Wednesday, October 18, 2017

Selective persistence of Oracle Diagnostic Logging (ODL) output

Background and Goal

In any application, logging is widely used for diagnostics and debugging. 

Logging at various "checkpoints" (such as entering with request, exiting with response, error handler) in the application can provide a fairly reliable way to trace the execution path of the application - which a subsequent sweep or count can be used to report on. When the logs are regularly analysed and reported on, anomalies can get flagged up proactively and investigated further. Some examples include: a report on requests without a corresponding responses, and a report on fault counts and fault codes.

For such reporting, one can write fairly complex scripts to extract the required data OR persist specific log entries to a database for querying using SQL tools or even a custom-designed user interface. This blog post shows an easy approach to achieve this. 

Oracle Diagnostics Logging

In Oracle Fusion Middleware, the Oracle Diagnostics Logging (ODL) framework is responsible for handling all application level logging. The main configuration for ODL is stored in a file called logging.xml, a copy of which is configured in each managed server and the Admin server (this configuration can also be done via the fusion middleware control)
Briefly, the ODL consists of a set of pre-defined "log handlers" (represented by log_handler elements in logging.xml that in turn use an implementation class or interface and filters and are configured using a set of nested property elements) 

Each application or sub-system is then identified by a logger element - where a logger can use one or more log handlers. Loggers form an inheritable hierarchy where sub-loggers can inherit parent logger properties but can override these as well. 

Loggers called "console-handler" and "odl-handler" are two common ones - sending outputs to the server console and a ${SERVER_NAME}-diagnostic.log file respectively. 

Oracle Service Bus (OSB) Pipeline logs

In the Oracle Service Bus, "log" and "report" are two actions that can be used in complementary ways. 
The Log action used in OSB pipelines specifically uses the ODL framework to write content to the configured log files. The logger used is oracle.osb.logging.pipeline and in the default setup, the output goes to the odl-handler and in turn, to the server specific diagnostic.log file. 

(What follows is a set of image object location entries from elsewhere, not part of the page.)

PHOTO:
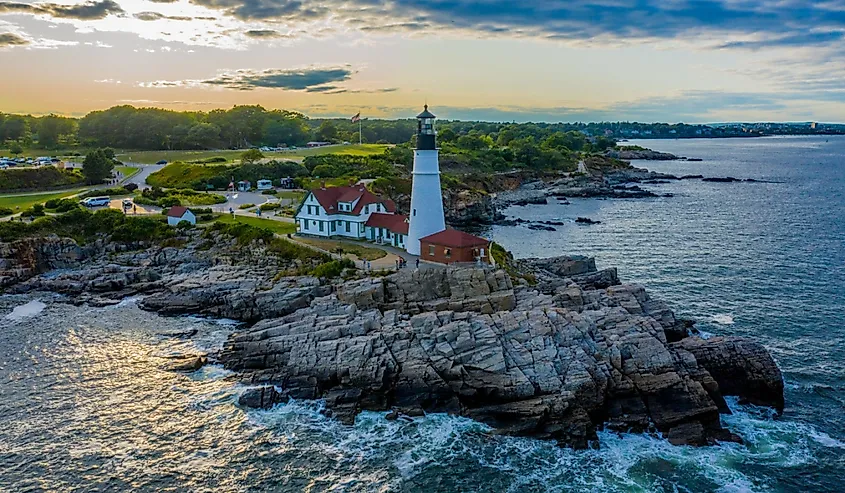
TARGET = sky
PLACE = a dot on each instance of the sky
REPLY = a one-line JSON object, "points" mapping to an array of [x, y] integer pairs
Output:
{"points": [[692, 61]]}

You can view the standard/default configuration of the odl-handler in logging.xml

Custom Log Handler for OSB pipeline logs

I created a slight variant of the odl-handler and called it SBMessageFlowtraceHandler
This is the configuration I created for it:


   

The key differences from the configuration for odl-handler are:
* The output generated is an XML structure instead of the default text
* I used a rotation frequency of 1 minute - I will come to the reason later
* Used a specific file name pattern and location 

The log handler created above was then mapped to the OSB logger below (which is also a parent logger of oracle.osb.logging.pipeline:
  

The result of the above configuration is that any log actions used in the pipelines start getting routed to my new osb_managed_server-diagnostic.xml log file. One such entry can be seen below:



We can observe that each log entry is represented by a "msg" element. This includes the original content we logged within the "txt" element but also a lot of interesting metadata:
1. Timestamp of the message in the time attribute
2. host name / IP address where the OSB managed server was running
3. ECID - an invaluable identifier that can be used to search for other related entries in all related OSB logs across servers
4. Within the txt element, there is the 4-tuple structure enclosed in square brackets that includes the route name and whether it was the REQUEST, RESPONSE or ERROR handler pipeline. 

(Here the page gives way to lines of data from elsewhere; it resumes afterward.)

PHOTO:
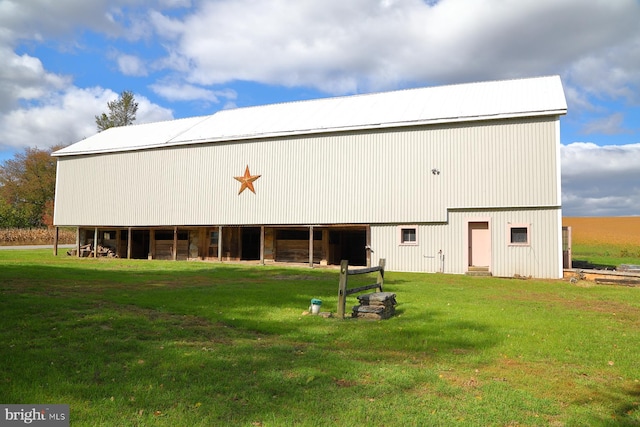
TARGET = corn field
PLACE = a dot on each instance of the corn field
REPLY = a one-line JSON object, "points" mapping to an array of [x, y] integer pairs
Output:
{"points": [[35, 236], [622, 231]]}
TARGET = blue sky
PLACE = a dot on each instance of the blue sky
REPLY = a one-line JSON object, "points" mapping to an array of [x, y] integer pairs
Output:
{"points": [[64, 60]]}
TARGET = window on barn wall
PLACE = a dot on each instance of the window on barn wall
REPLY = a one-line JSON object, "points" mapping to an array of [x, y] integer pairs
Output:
{"points": [[408, 235], [519, 234]]}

To map these to design time, I have included this image of the relevant section of my pipeline:

Log extraction and Persistence

Once we have made the diagnostic logs available in a well defined format and location, the solution is just like any other OSB project that uses a file transport based proxy service. 
We can use a simple file transport/poller, combined with an XSL transformation and the DBAdapter to save this data into the database!
I have created a draft OSB project with JDev/OSB 12.2.1 that does precisely this here:

The database includes a simple table with these main columns:
1) MessageDateTime - timestamp of the original message, which we can pick from the logs as shown above
2) AuditDateTime - the timestamp when the data was inserted into the database (there is likely to be a slight delay between when the logs are written and when they are polled for persistence)
3) MessagePayload - to store the actual content of the message: which would either be the full content of the 'txt' element or the part after "log summary:". In my example, this is of type XML (SQL Server)

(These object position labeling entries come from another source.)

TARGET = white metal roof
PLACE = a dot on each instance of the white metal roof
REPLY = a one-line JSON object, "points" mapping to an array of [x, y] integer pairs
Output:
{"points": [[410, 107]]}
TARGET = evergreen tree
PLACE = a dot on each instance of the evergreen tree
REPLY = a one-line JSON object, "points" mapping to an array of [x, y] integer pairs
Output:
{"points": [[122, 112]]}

You can of course create your own custom database schema and pick and choose the content and format of data you need inside it. You can choose to save all logged messages or filter based on a certain log level or even certain keywords in the "summary" content of the Log activity. 

Workarounds etc.

1) To prevent the SBAuditLogger from reading the same log file that the server writes to, I used the following "mask" in the file proxy: *flowtrace-*.xml

This means, only 'rolled' files are read (which I already specified to be 1 minute, so the rolling is frequent). The proxy can be configured to delete or archive the files that are read just like any other file polling proxy service. 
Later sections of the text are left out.